“Some people are born with these kinds of problems…”, that is how the explanation started. I had the luxury of reviewing the patient’s booklet the day before, and realized that her problem was genetic. However, it is the sort of problem that doesn’t display itself until puberty. All the other girls had started to wear bras, grown mature patterns of hair, filled out their curves. But she didn’t. In the states, the parents would have brought her in at 13 or 14, realizing that something was wrong. But not here. Here, she presents in her mid-twenties with the chest of a child, no hair under her arms (or anywhere else that may signal maturity), never having seen a cyclic pattern declaring womanhood, dark eyes filled with insecurity and disgrace.
It is a rare problem, where the initial genetic material is wrong. People presenting like this can either have female or male genetic makeup, but they look, and have always thought, that they were a girl. We don’t have the tools to properly work up the genetics. Recommendations are out the window for proper care. I told her of the possibility of surgery, to reduce the risk of a rare type cancer that can sometimes come with this disorder. She didn’t want that. I counseled her on her options for making her develop breasts. Her head shook quickly, confirming her desires. She longed for woman-breasts instead of the little child chest she had worn all her life. This was the most outward, obvious sign that she was not like the other girls. She wanted some hope that she could fit in, and this was the way that had filled her dreams. She didn’t even try to hide her excitement, when she realized that the option was available. I told her that it is a process, not a quick fix. Hope of normalcy sustained the possibility, even if it were going to take a long while.

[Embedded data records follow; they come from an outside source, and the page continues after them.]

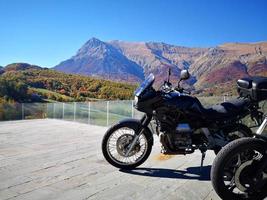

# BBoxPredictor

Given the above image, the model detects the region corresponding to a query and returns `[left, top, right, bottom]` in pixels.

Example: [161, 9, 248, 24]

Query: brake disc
[234, 160, 253, 192]
[116, 134, 140, 157]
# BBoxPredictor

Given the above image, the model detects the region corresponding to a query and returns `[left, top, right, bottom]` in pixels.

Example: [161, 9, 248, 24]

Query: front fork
[125, 114, 152, 157]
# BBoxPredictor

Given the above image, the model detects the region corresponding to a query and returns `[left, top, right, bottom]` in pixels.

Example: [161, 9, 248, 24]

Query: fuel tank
[164, 92, 202, 113]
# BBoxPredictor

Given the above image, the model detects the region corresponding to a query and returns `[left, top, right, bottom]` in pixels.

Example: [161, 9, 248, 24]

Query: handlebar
[161, 81, 191, 95]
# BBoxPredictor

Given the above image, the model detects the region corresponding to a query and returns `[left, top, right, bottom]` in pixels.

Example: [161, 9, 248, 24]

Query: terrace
[0, 97, 251, 200]
[0, 119, 222, 200]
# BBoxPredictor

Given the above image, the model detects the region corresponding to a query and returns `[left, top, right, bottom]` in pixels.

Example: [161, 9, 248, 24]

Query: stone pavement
[0, 119, 219, 200]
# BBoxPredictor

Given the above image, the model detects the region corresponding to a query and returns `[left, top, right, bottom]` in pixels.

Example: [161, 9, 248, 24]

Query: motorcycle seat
[203, 98, 249, 119]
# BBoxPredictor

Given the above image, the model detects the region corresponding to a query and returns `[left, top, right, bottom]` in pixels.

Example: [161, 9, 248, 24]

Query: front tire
[102, 122, 153, 170]
[211, 138, 267, 200]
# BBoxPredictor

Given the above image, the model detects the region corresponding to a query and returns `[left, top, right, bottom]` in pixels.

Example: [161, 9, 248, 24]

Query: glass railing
[0, 97, 264, 126]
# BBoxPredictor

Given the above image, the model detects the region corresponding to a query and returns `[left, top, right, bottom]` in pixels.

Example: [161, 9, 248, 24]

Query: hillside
[55, 38, 267, 94]
[0, 63, 136, 102]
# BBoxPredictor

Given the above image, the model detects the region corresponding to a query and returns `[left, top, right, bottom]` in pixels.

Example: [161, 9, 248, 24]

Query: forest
[0, 63, 137, 103]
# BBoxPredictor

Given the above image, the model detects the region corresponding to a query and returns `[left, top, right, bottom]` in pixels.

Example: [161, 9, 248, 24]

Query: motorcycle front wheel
[102, 123, 153, 169]
[211, 138, 267, 200]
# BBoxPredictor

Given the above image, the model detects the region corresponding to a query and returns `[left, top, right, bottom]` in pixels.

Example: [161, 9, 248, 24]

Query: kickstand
[199, 150, 206, 174]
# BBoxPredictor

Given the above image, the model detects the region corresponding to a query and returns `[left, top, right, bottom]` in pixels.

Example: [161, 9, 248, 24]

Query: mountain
[55, 38, 267, 93]
[3, 63, 42, 71]
[55, 38, 144, 82]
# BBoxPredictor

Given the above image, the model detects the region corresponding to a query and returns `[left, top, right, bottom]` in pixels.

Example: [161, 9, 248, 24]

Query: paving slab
[0, 119, 222, 200]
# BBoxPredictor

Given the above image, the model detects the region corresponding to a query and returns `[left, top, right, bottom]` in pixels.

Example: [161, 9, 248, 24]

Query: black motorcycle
[102, 70, 262, 169]
[211, 78, 267, 200]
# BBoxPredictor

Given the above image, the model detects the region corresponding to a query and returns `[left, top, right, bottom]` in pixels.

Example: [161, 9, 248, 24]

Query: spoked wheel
[211, 138, 267, 200]
[102, 124, 152, 169]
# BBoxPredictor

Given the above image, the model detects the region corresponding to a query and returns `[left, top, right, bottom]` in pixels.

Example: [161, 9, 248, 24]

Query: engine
[159, 124, 193, 154]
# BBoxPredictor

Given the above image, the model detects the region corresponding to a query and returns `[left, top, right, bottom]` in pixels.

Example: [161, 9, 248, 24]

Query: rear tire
[210, 138, 267, 200]
[213, 124, 253, 155]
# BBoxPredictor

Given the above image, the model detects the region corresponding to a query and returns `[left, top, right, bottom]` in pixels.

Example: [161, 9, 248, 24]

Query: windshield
[134, 74, 155, 97]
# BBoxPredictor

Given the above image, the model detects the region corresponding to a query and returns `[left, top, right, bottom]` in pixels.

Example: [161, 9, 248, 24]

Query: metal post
[107, 101, 109, 126]
[62, 103, 65, 119]
[88, 102, 91, 124]
[73, 102, 76, 121]
[21, 103, 24, 119]
[132, 100, 134, 118]
[53, 103, 56, 119]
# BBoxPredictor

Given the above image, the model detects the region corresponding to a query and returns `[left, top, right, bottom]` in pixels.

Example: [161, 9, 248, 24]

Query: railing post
[53, 103, 56, 119]
[73, 102, 76, 121]
[21, 103, 24, 119]
[62, 102, 65, 119]
[88, 102, 91, 124]
[132, 100, 134, 118]
[107, 101, 109, 126]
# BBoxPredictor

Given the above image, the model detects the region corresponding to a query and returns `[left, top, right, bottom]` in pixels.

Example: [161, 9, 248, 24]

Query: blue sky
[0, 0, 267, 67]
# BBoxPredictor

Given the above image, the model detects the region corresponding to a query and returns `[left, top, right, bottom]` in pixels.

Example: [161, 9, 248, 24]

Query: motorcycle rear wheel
[213, 124, 252, 155]
[211, 138, 267, 200]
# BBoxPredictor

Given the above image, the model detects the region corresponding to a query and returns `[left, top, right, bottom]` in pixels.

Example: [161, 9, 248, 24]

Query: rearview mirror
[180, 69, 190, 80]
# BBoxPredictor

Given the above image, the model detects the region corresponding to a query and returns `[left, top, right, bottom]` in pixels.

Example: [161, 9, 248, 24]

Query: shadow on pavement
[120, 165, 211, 181]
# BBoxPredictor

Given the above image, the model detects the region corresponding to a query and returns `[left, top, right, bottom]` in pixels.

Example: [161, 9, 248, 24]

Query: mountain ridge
[54, 38, 267, 94]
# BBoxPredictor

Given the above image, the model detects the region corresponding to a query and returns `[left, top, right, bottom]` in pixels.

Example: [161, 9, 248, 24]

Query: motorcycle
[102, 70, 262, 169]
[211, 78, 267, 200]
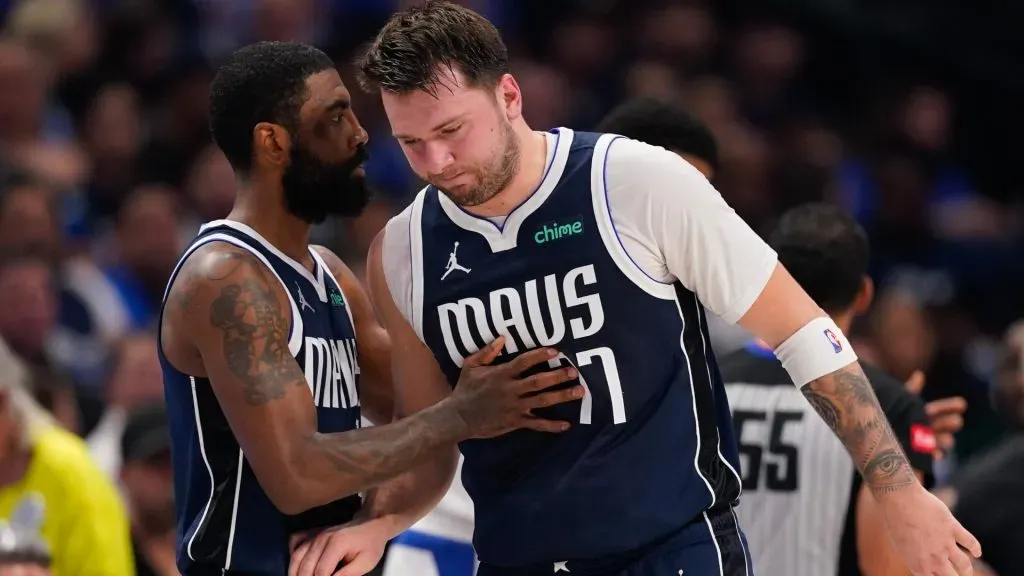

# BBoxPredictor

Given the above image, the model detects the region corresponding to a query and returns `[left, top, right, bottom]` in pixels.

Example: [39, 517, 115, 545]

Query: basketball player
[296, 1, 980, 576]
[721, 204, 936, 576]
[154, 42, 583, 576]
[597, 97, 967, 458]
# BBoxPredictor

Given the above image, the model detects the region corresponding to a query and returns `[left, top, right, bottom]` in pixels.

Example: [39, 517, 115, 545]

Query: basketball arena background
[0, 0, 1024, 576]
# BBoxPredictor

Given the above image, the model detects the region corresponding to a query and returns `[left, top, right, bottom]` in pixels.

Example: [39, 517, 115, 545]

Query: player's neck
[466, 122, 548, 217]
[227, 190, 312, 262]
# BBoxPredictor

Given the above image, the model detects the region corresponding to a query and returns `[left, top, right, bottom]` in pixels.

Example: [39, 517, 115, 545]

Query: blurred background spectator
[0, 0, 1024, 572]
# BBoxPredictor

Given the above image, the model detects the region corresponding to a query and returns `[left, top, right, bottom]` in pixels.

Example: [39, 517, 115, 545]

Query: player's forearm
[359, 448, 459, 539]
[294, 402, 467, 511]
[801, 363, 918, 495]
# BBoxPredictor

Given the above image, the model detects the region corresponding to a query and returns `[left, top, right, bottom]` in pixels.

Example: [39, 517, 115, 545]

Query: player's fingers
[953, 523, 981, 558]
[502, 342, 558, 376]
[519, 367, 579, 394]
[462, 336, 505, 368]
[903, 370, 925, 396]
[328, 553, 376, 576]
[524, 385, 585, 410]
[520, 416, 569, 434]
[296, 534, 332, 576]
[288, 540, 312, 576]
[929, 414, 964, 434]
[949, 549, 974, 576]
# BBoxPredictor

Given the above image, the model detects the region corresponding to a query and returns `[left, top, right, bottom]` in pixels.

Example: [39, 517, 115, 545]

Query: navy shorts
[476, 507, 754, 576]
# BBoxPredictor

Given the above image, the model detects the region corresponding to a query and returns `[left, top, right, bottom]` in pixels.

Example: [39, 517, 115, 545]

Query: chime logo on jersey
[305, 336, 359, 408]
[825, 328, 843, 354]
[437, 264, 604, 366]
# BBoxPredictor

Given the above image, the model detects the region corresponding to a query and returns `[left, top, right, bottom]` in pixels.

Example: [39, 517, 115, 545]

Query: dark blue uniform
[161, 220, 360, 576]
[410, 129, 748, 576]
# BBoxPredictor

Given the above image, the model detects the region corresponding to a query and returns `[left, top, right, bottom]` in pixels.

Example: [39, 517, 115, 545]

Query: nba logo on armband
[825, 328, 843, 354]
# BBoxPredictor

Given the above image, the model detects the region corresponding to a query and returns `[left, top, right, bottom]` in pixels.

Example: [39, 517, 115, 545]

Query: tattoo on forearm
[801, 365, 915, 492]
[307, 410, 461, 490]
[207, 253, 305, 405]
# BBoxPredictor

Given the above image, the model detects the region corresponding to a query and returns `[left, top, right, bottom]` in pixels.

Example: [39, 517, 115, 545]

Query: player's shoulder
[604, 134, 703, 179]
[718, 346, 793, 386]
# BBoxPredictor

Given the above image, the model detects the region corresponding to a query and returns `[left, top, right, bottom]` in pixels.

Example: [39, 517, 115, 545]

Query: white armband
[775, 317, 857, 387]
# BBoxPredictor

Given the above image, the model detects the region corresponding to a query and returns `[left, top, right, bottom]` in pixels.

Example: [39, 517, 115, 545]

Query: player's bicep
[172, 247, 316, 503]
[313, 246, 394, 424]
[367, 231, 452, 418]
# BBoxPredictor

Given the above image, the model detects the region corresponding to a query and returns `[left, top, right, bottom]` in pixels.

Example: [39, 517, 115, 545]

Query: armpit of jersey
[605, 138, 777, 323]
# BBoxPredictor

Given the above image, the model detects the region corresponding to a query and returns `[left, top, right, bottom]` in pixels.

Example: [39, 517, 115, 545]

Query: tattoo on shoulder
[801, 366, 916, 492]
[207, 252, 305, 405]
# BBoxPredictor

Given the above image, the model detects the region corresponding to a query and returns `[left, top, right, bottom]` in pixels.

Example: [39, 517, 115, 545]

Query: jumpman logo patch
[441, 242, 471, 280]
[295, 282, 316, 314]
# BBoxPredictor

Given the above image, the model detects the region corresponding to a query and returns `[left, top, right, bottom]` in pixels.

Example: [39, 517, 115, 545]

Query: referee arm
[605, 140, 981, 574]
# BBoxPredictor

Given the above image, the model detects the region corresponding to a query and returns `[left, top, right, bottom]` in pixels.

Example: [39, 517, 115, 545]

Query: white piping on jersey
[700, 510, 733, 576]
[185, 376, 214, 562]
[302, 248, 355, 332]
[693, 294, 743, 498]
[407, 187, 429, 342]
[590, 134, 676, 300]
[431, 128, 572, 253]
[164, 230, 303, 357]
[224, 448, 246, 570]
[199, 220, 327, 302]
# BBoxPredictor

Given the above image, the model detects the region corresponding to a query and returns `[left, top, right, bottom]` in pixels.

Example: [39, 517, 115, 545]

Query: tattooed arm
[739, 264, 921, 495]
[162, 243, 574, 513]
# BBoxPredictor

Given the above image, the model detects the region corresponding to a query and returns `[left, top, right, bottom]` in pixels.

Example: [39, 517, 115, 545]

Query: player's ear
[253, 122, 292, 166]
[853, 275, 874, 316]
[497, 74, 522, 122]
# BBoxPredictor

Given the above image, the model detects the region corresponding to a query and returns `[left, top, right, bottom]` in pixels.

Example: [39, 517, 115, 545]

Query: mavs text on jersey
[160, 220, 360, 576]
[382, 128, 776, 575]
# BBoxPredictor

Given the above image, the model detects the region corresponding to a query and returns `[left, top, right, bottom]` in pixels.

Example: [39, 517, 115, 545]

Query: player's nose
[424, 141, 455, 174]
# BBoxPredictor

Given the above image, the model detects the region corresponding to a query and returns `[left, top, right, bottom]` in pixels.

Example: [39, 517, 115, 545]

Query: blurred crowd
[0, 0, 1024, 576]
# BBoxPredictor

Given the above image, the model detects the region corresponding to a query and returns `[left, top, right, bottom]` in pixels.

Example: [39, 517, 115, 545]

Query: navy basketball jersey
[161, 220, 360, 576]
[410, 128, 739, 566]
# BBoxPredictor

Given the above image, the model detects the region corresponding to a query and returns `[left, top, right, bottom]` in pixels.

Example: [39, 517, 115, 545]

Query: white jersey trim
[590, 134, 676, 300]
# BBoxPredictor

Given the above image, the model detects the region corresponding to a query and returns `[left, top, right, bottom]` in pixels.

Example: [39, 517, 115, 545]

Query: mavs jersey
[384, 129, 739, 570]
[722, 344, 935, 576]
[161, 220, 360, 576]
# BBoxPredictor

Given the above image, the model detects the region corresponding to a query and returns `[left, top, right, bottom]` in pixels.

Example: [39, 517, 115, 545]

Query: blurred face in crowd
[106, 334, 164, 409]
[281, 70, 370, 223]
[381, 68, 522, 206]
[185, 146, 238, 220]
[0, 42, 46, 139]
[85, 84, 142, 161]
[118, 187, 181, 290]
[0, 259, 57, 360]
[0, 186, 60, 255]
[872, 292, 935, 378]
[121, 450, 175, 534]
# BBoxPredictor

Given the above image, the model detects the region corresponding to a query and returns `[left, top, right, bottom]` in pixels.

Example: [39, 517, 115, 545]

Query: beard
[281, 141, 370, 224]
[430, 122, 521, 206]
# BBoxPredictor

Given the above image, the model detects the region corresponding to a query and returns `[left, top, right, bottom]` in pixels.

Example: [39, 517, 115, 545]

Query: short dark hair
[597, 96, 718, 170]
[768, 203, 870, 314]
[210, 42, 334, 171]
[356, 0, 510, 94]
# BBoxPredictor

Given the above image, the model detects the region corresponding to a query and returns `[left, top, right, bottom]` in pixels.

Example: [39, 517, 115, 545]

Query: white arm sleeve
[605, 138, 778, 324]
[381, 205, 413, 326]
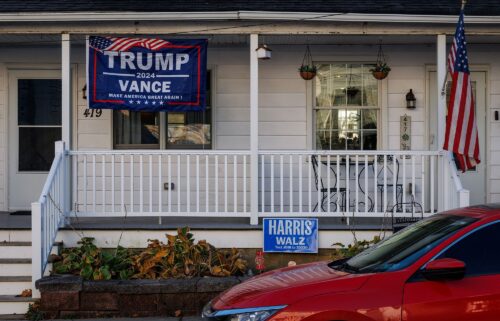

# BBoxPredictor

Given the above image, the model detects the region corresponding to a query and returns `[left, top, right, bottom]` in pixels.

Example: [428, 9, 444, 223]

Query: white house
[0, 0, 500, 314]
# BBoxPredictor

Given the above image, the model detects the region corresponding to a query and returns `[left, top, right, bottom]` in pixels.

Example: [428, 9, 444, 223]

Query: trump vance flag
[87, 36, 207, 112]
[443, 9, 480, 172]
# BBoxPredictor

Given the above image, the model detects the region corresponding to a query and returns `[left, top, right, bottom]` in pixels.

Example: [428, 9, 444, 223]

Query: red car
[203, 204, 500, 321]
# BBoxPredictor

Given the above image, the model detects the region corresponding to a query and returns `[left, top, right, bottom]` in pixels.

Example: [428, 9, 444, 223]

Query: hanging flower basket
[372, 70, 389, 80]
[299, 66, 316, 80]
[299, 45, 317, 80]
[370, 45, 391, 80]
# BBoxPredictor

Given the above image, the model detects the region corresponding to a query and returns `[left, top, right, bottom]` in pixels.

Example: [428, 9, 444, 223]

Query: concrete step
[0, 295, 34, 314]
[0, 230, 31, 242]
[0, 241, 32, 259]
[0, 258, 31, 276]
[0, 275, 31, 295]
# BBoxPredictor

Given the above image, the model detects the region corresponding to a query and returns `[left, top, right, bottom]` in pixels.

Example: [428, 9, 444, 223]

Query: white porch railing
[32, 142, 469, 296]
[259, 151, 441, 217]
[69, 150, 250, 217]
[31, 142, 69, 297]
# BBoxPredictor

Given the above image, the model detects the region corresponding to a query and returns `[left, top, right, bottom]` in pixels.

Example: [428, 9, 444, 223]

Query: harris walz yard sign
[263, 218, 318, 253]
[87, 36, 207, 112]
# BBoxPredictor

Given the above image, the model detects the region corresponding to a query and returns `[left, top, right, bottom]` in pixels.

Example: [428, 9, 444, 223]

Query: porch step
[0, 275, 31, 296]
[0, 242, 32, 259]
[0, 230, 31, 242]
[0, 258, 31, 276]
[0, 295, 34, 320]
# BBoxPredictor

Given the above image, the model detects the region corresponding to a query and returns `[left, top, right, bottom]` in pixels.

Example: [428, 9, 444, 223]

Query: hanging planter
[370, 44, 391, 80]
[299, 45, 318, 80]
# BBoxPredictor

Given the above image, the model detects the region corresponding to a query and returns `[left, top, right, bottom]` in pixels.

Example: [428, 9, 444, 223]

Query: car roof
[445, 203, 500, 219]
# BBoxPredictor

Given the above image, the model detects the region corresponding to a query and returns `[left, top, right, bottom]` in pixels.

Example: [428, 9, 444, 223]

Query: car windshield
[340, 214, 477, 273]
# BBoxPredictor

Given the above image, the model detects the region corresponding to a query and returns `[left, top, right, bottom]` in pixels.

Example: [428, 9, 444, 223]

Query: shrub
[53, 227, 247, 280]
[54, 237, 134, 280]
[133, 227, 247, 279]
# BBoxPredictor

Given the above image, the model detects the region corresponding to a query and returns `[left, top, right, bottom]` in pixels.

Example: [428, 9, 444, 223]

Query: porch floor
[0, 212, 391, 231]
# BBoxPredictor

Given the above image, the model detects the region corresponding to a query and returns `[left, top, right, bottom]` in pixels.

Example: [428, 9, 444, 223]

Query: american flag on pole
[443, 9, 480, 172]
[89, 36, 169, 51]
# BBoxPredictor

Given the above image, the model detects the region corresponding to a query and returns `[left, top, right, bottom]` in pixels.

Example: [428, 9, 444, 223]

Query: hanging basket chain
[299, 45, 316, 80]
[370, 43, 391, 80]
[302, 45, 312, 66]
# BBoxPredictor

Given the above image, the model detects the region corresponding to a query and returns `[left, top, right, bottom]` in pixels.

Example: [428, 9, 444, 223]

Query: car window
[438, 222, 500, 276]
[342, 214, 476, 273]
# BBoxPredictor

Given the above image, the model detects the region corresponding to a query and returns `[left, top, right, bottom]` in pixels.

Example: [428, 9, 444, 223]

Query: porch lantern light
[255, 45, 272, 60]
[406, 89, 417, 109]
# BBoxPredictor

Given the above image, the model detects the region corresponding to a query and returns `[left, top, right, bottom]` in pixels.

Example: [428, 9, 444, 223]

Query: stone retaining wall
[36, 276, 246, 318]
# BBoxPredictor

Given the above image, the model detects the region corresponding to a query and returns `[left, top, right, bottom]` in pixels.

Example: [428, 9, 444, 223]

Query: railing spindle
[101, 155, 106, 213]
[167, 155, 172, 213]
[288, 155, 293, 213]
[186, 154, 191, 214]
[298, 154, 303, 213]
[92, 154, 96, 213]
[233, 155, 238, 213]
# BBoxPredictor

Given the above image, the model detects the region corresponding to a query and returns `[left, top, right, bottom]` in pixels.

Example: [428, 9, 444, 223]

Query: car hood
[212, 262, 370, 310]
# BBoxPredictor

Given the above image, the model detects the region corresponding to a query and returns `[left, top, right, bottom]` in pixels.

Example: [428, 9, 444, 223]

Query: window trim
[311, 60, 387, 151]
[111, 65, 216, 150]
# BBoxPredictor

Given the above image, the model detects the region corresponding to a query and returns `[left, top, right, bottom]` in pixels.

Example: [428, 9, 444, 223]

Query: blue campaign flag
[87, 36, 207, 112]
[263, 218, 318, 253]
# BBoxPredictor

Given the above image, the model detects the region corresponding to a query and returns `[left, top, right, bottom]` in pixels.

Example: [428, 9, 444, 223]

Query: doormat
[10, 211, 31, 215]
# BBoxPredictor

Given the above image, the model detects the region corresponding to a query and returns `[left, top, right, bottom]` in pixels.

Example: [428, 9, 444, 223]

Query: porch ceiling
[0, 34, 500, 46]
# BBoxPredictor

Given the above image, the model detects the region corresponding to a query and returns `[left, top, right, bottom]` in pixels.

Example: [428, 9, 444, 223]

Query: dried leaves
[54, 227, 247, 280]
[133, 227, 247, 279]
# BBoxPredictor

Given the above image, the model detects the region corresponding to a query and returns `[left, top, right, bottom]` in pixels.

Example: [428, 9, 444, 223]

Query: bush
[133, 227, 247, 279]
[53, 227, 247, 280]
[53, 237, 134, 280]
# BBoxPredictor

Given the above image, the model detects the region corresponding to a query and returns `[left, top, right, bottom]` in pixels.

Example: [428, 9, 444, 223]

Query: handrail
[259, 150, 442, 156]
[444, 152, 470, 210]
[68, 149, 250, 156]
[31, 142, 69, 298]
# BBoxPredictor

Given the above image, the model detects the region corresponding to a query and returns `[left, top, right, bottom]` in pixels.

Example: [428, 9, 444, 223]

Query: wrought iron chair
[311, 155, 346, 212]
[376, 155, 403, 212]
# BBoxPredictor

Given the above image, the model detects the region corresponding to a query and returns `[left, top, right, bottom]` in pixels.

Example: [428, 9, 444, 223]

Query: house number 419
[83, 108, 102, 118]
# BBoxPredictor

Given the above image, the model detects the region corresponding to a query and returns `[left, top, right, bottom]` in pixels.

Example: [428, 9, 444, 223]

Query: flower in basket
[370, 62, 391, 73]
[299, 65, 318, 73]
[299, 65, 318, 80]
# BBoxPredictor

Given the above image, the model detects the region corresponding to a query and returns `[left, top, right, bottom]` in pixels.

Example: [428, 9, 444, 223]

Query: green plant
[133, 227, 247, 279]
[54, 237, 134, 280]
[370, 62, 391, 73]
[299, 65, 318, 73]
[24, 300, 44, 321]
[332, 236, 381, 260]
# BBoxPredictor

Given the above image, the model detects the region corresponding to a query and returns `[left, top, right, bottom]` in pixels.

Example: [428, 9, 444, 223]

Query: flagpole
[441, 0, 467, 96]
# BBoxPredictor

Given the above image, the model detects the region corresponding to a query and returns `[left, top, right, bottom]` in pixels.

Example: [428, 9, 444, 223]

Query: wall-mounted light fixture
[406, 89, 417, 109]
[255, 45, 272, 60]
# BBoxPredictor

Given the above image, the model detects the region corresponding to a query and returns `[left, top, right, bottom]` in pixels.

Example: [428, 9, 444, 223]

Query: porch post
[436, 34, 449, 211]
[250, 34, 259, 225]
[61, 33, 71, 149]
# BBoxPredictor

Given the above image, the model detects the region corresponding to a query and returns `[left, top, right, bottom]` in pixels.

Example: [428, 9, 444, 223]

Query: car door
[402, 221, 500, 321]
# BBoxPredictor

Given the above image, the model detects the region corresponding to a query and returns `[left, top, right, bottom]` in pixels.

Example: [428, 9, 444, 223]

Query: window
[314, 64, 379, 150]
[113, 71, 212, 149]
[438, 223, 500, 276]
[17, 79, 61, 172]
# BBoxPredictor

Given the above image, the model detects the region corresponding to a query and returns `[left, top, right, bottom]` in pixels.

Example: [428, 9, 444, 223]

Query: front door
[427, 72, 487, 205]
[8, 70, 61, 211]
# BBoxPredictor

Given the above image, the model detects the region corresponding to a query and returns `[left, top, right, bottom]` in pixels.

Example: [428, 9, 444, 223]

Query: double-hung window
[314, 63, 379, 150]
[113, 71, 212, 149]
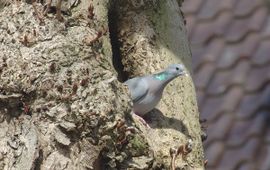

Next was the hardest part. It is a subject that none of us would want to broach. The uncomfortable nature even made me squirm. I began gently by telling her that she had great worth as a person. That God made her and thought she was valuable. But then came the sad reality. That is God’s way, but not the way of the visible world around her. Her culture gives no value to a woman who cannot bear children. Over and over I see women set aside by their husbands because they are infertile. Three husbands later, they are often still coming in looking for something that may help, some magic chance to have a baby. This girl didn’t stand a chance. I told her that because the probability for a husband was low, she should really try to stay in school and get a good education so that she could learn to support herself. She had thought of this already, and told me that she was working hard to finish her education. The cultural truths were hard and mean and ugly. She might be good enough to be used or enjoyed by a man, but she would likely never be able to depend on any commitment from one. She would never be accepted as a wife, and would certainly never be accepted by any in-laws. But in the midst of such bitter reality, the eternal truth was sweet, that she was valuable as a human being, and strongly loved by the God who made her.
Sometimes we see that life is just not kind. It is sharp and harsh. Our struggles are each different. Some can be seen from the outside, like this patients. Others lie hidden from the watchful eyes, deep in the broken parts within. But they all still bring pain. Being a Christian doesn’t make life a constant spring bouquet of fragrant pleasures. It doesn’t make every sadness better, every wrong right, at least not for now. But no matter what the road brings, or how defective we feel as we walk down it, there is a deep, abiding pleasure when we stop for a moment and remember that even in our brokenness and incompleteness, we are highly valued and deeply loved.